Ovviamente la Fiat — che aveva in città ventidue stabilimenti, senza considerare l’indotto — non ha più il peso di un tempo; e non si sostituisce la più grande fabbrica europea di automobili con il Salone del Libro o del Gusto. La città aveva avuto un sussulto di orgoglio all’inizio del nuovo secolo; ora è di nuovo ferma. Ma la decadenza di Torino e della sua regione non è solo una questione di soldi.
Il Piemonte è uno Stato da mille anni. Diede il sangue per fare l’italia, scendendo in campo a volte da solo contro la più grande potenza d’europa. A San Martino perse duemila uomini in un giorno; fatte le proporzioni, sarebbe come se oggi cadessero in battaglia 60 mila soldati italiani; eppure Vittorio Emanuele II fu accolto con entusiasmo dai superstiti, perché Custoza e Novara erano state vendicate; e i torinesi fischiarono Napoleone III di passaggio in città dopo l’armistizio di Villafranca, perché volevano continuare a combattere. Ma se lei, caro Mario, raccontasse in una scuola di Torino questa storia, la guarderebbero con stupore.

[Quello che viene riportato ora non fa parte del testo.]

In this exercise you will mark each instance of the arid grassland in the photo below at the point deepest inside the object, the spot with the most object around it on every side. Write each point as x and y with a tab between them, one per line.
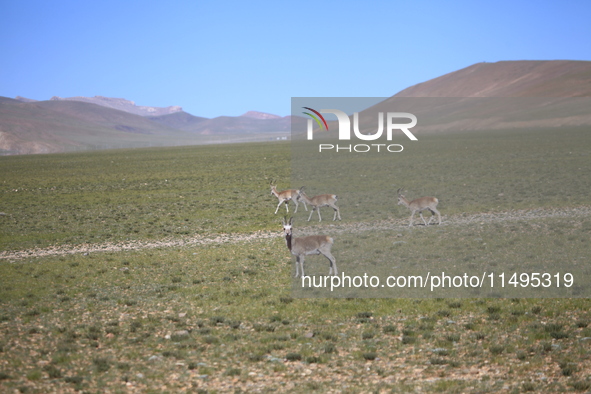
164	270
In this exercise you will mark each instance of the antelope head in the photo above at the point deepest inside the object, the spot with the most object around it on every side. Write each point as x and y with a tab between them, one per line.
287	226
401	197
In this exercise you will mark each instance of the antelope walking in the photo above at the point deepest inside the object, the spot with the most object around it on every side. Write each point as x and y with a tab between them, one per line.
420	204
285	196
323	200
310	245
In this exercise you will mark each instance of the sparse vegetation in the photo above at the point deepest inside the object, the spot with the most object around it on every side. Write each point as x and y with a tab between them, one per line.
221	316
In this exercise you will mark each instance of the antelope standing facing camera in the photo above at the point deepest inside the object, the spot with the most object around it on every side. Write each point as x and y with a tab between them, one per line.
323	200
310	245
285	196
420	204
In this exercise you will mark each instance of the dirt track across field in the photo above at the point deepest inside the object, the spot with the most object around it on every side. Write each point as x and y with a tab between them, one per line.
578	213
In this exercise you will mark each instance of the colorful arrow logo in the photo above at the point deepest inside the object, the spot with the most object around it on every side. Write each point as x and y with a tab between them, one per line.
316	117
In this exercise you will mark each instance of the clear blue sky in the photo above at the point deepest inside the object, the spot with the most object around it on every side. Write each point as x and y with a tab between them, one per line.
227	57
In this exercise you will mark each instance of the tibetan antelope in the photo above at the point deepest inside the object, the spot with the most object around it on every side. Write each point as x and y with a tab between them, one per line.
323	200
285	196
310	245
420	204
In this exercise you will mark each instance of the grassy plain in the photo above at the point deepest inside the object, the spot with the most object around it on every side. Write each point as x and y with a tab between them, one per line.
222	317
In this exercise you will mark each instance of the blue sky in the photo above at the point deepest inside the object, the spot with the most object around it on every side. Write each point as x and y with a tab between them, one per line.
218	58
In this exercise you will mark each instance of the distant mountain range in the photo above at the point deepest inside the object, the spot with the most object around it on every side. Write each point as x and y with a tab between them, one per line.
83	123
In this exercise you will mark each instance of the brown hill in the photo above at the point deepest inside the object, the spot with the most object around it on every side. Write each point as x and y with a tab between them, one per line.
553	78
495	96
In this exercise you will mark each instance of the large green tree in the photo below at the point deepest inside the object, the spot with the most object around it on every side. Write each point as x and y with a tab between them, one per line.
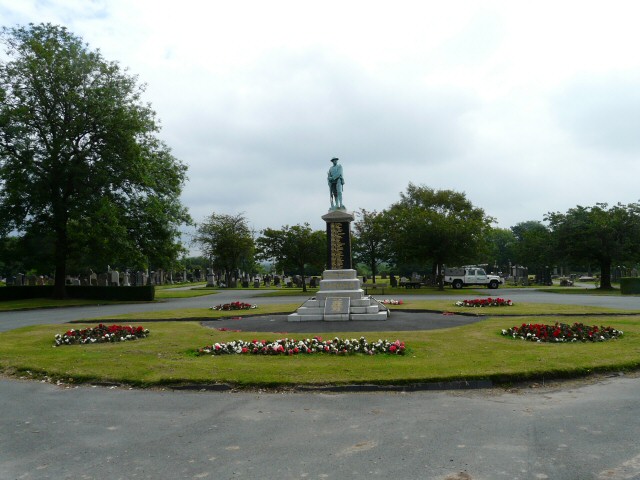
370	240
227	240
436	228
598	234
80	160
294	249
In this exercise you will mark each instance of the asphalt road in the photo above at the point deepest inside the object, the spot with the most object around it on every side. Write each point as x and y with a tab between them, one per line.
570	432
577	430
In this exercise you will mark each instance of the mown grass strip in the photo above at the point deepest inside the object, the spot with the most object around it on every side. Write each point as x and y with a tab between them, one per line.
167	356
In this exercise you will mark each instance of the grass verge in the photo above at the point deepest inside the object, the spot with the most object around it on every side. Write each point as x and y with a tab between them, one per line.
470	352
33	303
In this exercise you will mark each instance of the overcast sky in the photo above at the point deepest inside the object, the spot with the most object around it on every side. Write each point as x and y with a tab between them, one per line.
527	107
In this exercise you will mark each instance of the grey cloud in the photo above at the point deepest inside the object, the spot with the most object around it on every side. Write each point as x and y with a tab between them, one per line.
602	112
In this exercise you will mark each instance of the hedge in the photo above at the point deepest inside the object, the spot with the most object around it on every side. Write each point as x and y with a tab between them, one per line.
144	293
629	285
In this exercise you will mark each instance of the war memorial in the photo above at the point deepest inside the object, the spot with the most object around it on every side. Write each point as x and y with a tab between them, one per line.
340	297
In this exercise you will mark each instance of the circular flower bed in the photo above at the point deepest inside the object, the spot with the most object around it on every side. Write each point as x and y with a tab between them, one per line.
234	306
562	332
290	346
100	334
485	302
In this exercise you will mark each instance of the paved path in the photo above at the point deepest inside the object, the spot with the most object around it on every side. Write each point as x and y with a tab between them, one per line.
11	320
574	431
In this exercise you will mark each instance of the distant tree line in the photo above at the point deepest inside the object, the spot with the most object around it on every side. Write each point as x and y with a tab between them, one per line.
85	182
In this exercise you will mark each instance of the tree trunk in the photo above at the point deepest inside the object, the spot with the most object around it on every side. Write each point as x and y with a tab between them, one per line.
605	275
304	284
59	287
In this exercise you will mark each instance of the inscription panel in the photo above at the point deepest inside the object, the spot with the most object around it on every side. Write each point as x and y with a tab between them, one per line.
338	245
337	306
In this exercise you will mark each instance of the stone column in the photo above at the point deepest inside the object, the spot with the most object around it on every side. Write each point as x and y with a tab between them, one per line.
338	239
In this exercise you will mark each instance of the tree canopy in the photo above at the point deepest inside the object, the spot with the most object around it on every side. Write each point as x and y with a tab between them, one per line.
80	160
370	240
294	249
227	240
599	234
534	246
436	227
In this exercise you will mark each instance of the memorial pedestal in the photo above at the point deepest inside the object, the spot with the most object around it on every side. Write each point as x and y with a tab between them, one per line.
340	299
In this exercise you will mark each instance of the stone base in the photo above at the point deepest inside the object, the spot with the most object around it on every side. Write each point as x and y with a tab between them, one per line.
340	299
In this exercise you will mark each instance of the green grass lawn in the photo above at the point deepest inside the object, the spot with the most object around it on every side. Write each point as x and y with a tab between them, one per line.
9	305
192	292
476	351
206	313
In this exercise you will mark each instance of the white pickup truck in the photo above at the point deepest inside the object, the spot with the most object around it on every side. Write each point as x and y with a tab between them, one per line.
470	275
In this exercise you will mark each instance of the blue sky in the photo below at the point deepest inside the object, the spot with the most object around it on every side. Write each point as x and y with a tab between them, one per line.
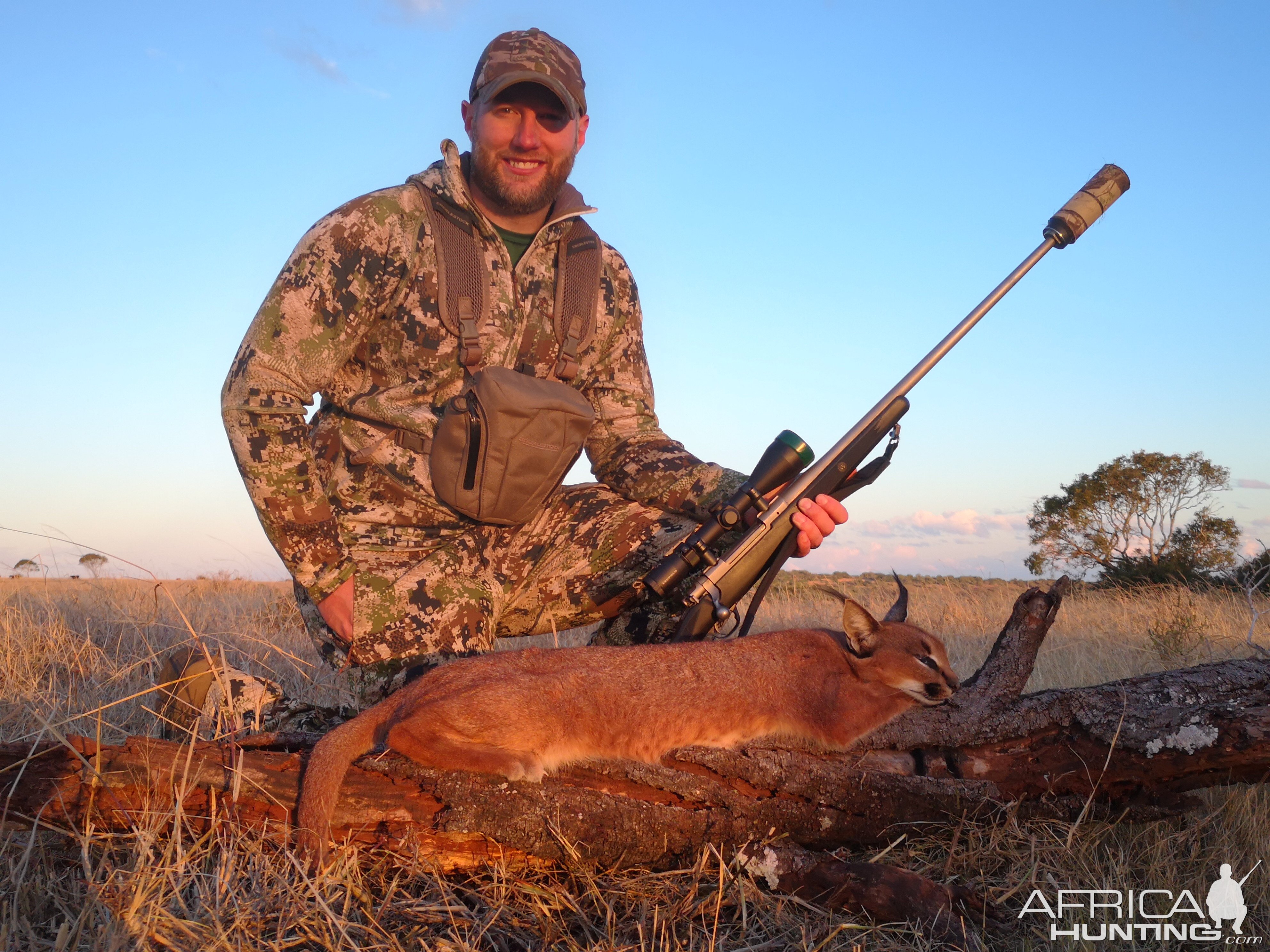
809	196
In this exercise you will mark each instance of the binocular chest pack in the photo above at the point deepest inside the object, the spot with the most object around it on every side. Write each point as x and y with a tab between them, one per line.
509	440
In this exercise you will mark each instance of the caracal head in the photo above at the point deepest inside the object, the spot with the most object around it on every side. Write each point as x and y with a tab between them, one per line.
895	653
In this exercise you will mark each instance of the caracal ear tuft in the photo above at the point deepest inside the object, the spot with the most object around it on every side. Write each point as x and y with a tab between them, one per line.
860	628
900	611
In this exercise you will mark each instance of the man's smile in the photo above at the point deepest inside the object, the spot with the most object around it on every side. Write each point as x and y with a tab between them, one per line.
524	167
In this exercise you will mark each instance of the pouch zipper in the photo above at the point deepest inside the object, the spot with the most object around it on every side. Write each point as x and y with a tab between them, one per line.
473	443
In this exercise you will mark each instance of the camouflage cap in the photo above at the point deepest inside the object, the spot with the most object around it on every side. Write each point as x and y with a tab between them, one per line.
530	56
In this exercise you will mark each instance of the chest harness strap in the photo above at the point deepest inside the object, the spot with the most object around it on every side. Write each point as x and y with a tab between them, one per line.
463	283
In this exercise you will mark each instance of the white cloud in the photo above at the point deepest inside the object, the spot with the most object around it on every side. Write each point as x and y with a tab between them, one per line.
963	522
418	8
312	59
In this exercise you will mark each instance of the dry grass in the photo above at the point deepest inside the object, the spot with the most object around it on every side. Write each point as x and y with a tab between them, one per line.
70	650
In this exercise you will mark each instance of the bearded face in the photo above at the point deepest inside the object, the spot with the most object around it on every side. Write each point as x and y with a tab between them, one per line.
524	147
512	194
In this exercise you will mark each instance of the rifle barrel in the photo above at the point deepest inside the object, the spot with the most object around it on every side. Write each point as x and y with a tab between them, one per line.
798	487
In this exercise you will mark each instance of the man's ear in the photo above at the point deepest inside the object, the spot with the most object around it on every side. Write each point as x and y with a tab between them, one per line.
860	628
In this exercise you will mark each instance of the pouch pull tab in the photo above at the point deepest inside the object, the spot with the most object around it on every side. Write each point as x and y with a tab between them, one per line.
469	336
567	366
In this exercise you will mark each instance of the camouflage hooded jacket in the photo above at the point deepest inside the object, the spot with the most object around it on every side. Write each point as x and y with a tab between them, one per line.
354	317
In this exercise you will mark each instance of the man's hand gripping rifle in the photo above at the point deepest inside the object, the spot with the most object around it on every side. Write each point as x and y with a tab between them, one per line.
771	540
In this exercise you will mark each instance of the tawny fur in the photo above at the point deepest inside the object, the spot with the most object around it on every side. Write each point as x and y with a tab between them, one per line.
522	714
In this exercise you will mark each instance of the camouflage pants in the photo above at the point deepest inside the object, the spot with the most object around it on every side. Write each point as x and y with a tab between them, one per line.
571	565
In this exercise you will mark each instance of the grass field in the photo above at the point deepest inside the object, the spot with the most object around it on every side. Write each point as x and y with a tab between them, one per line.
79	655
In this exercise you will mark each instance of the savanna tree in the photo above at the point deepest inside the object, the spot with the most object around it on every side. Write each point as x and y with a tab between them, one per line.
26	567
94	563
1124	521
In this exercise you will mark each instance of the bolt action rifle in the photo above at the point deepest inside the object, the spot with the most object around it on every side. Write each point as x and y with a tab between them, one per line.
771	540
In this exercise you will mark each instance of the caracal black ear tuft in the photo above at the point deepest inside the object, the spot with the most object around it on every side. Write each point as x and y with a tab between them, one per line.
898	612
860	628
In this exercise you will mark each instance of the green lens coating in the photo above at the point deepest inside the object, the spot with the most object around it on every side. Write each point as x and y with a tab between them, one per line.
795	442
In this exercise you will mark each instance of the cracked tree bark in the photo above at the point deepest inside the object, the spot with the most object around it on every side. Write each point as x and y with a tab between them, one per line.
1132	747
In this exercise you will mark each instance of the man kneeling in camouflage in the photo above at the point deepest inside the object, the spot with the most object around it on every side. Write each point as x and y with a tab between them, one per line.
389	308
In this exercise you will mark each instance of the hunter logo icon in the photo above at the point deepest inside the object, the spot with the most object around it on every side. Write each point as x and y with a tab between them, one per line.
1226	899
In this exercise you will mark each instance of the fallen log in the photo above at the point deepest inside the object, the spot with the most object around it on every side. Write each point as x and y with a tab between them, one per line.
1133	747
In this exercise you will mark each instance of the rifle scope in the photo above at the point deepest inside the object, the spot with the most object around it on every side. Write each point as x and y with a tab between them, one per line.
782	461
765	546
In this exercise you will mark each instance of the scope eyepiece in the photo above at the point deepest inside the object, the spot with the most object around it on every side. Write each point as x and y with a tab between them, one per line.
784	460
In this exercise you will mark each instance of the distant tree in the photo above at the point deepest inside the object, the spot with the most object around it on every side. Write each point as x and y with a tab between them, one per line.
94	563
1253	578
1124	521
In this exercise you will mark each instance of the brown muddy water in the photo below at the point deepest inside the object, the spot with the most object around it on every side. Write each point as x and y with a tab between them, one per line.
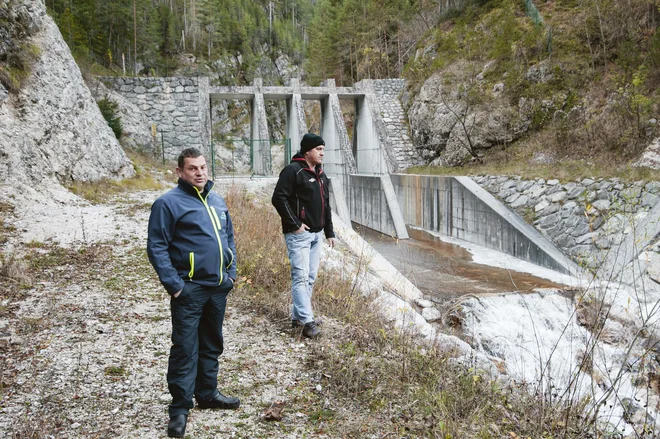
445	271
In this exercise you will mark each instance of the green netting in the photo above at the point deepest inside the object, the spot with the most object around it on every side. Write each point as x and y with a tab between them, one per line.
251	145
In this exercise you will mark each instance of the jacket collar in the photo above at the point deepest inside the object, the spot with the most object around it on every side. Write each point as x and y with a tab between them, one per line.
192	190
298	158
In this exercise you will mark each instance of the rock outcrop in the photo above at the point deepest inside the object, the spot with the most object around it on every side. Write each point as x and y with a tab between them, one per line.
453	120
52	128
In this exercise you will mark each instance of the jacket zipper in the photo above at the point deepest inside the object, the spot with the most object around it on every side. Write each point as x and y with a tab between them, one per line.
216	226
318	177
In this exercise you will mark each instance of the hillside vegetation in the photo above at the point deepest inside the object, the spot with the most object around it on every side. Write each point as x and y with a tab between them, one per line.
586	72
105	36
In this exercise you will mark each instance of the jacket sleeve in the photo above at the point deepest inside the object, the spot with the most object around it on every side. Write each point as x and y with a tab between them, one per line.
285	187
231	271
160	233
328	229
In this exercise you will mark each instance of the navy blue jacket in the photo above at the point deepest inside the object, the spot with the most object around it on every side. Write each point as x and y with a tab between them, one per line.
191	238
301	196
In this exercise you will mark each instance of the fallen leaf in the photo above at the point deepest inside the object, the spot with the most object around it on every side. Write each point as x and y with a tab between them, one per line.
274	412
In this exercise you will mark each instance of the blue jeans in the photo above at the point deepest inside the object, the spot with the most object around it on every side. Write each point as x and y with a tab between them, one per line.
304	253
197	317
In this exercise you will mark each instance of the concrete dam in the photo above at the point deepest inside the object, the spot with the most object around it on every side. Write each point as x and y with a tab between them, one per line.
367	186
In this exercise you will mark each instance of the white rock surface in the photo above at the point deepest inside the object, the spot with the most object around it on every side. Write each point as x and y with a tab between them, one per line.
53	128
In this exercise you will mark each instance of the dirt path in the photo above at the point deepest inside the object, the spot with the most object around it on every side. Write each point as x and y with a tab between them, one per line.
84	338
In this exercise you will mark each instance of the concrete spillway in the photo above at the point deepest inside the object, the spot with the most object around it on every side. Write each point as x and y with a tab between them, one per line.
443	270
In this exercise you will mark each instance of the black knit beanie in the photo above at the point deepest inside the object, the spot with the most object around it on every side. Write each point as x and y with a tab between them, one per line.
309	142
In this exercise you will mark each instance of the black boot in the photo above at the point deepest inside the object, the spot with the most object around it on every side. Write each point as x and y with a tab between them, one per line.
310	330
177	426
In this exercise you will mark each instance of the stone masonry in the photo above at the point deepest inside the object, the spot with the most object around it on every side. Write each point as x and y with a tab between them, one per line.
387	93
585	218
178	108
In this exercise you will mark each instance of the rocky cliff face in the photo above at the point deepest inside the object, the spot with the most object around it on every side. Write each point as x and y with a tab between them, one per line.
457	115
52	128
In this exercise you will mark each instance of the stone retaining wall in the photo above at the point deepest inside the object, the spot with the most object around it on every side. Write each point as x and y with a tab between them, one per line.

In questi anni i piemontesi — con rare eccezioni — hanno lasciato che tutto quello che i loro antenati hanno fatto di nobile e coraggioso, dal Risorgimento alla Resistenza alla nostra rivoluzione industriale, venisse calunniato, denigrato, umiliato. E quando un popolo non sa più chi è, non capeggia più le classifiche; finisce in coda.